We can clearly see that the most used/viewed tags are all very closely related to machine-learning and data analysis. Python seems to be the foundation upon which a lot of the above is built on, so it's natural that python and pandas would be used hand-in-hand.

Data Analysis - Deep Learning¶

Before we make an official recommendation, it would be nice to solidify our findings with some more concrete proof. One thing that comes to mind is "is deep learning just a fad?" Ideally, the content we decide to create will be the most useful for as long as possible. Could interest in deep learning be slowing down?
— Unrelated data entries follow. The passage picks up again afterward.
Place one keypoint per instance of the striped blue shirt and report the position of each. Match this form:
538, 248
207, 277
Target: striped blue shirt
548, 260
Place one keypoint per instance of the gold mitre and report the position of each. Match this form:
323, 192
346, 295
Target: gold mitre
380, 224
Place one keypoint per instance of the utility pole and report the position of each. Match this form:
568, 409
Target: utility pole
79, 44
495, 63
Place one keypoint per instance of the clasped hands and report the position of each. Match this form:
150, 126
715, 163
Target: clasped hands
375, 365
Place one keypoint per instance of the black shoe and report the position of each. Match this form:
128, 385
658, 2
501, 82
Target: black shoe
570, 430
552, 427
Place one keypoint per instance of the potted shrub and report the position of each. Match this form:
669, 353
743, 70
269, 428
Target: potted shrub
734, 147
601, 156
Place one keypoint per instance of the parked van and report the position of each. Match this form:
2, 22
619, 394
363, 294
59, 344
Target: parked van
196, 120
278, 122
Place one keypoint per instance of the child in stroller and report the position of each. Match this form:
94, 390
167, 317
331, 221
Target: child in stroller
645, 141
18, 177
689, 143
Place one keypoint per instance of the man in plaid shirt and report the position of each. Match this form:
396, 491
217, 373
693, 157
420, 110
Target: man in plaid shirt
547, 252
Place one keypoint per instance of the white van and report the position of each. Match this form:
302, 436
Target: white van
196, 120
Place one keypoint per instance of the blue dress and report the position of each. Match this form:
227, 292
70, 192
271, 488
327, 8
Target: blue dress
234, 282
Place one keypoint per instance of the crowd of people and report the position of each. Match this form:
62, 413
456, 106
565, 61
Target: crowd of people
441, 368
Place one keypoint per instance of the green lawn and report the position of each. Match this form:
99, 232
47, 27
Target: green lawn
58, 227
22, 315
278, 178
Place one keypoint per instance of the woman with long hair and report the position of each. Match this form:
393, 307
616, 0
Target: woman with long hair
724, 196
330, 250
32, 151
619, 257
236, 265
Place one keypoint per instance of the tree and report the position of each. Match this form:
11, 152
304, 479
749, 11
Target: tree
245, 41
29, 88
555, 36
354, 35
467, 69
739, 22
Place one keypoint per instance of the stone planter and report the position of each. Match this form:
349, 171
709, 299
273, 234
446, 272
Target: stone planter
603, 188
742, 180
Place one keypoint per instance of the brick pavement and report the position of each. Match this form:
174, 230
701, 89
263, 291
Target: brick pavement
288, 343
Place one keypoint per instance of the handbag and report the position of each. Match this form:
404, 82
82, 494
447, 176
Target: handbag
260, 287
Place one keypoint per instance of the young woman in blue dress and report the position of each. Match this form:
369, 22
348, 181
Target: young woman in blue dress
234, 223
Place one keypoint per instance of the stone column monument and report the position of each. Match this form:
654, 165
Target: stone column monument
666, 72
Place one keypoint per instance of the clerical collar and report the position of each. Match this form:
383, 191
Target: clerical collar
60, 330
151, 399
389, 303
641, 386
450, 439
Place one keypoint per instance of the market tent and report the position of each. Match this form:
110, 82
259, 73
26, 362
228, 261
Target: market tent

Let's find out!

We begin by going back to the Stack Exchange Data Explorer, and perform a new query that fetches all questions ever asked on DSSE, with both their dates and tags.

SELECT Id, CreationDate, Tags
  FROM posts
 WHERE PostTypeId = 1;

We then download the results as a new .csv file named "all_questions.csv".

In [15]:

#reads in our new data
all_questions = pd.read_csv('all_questions.csv', parse_dates=["CreationDate"])
all_questions.head()

Out[15]:

	Id	CreationDate	Tags
0	14680	2016-10-21 10:19:08	<machine-learning><backpropagation>
1	14685	2016-10-21 15:33:24	<data-mining><dataset><data><sql>
2	14686	2016-10-21 15:48:03	<predictive-modeling><statistics><social-netwo...
3	14688	2016-10-21 16:58:18	<machine-learning><scikit-learn><tensorflow><k...
4	14690	2016-10-21 17:29:49	<machine-learning><python><data-cleaning><visu...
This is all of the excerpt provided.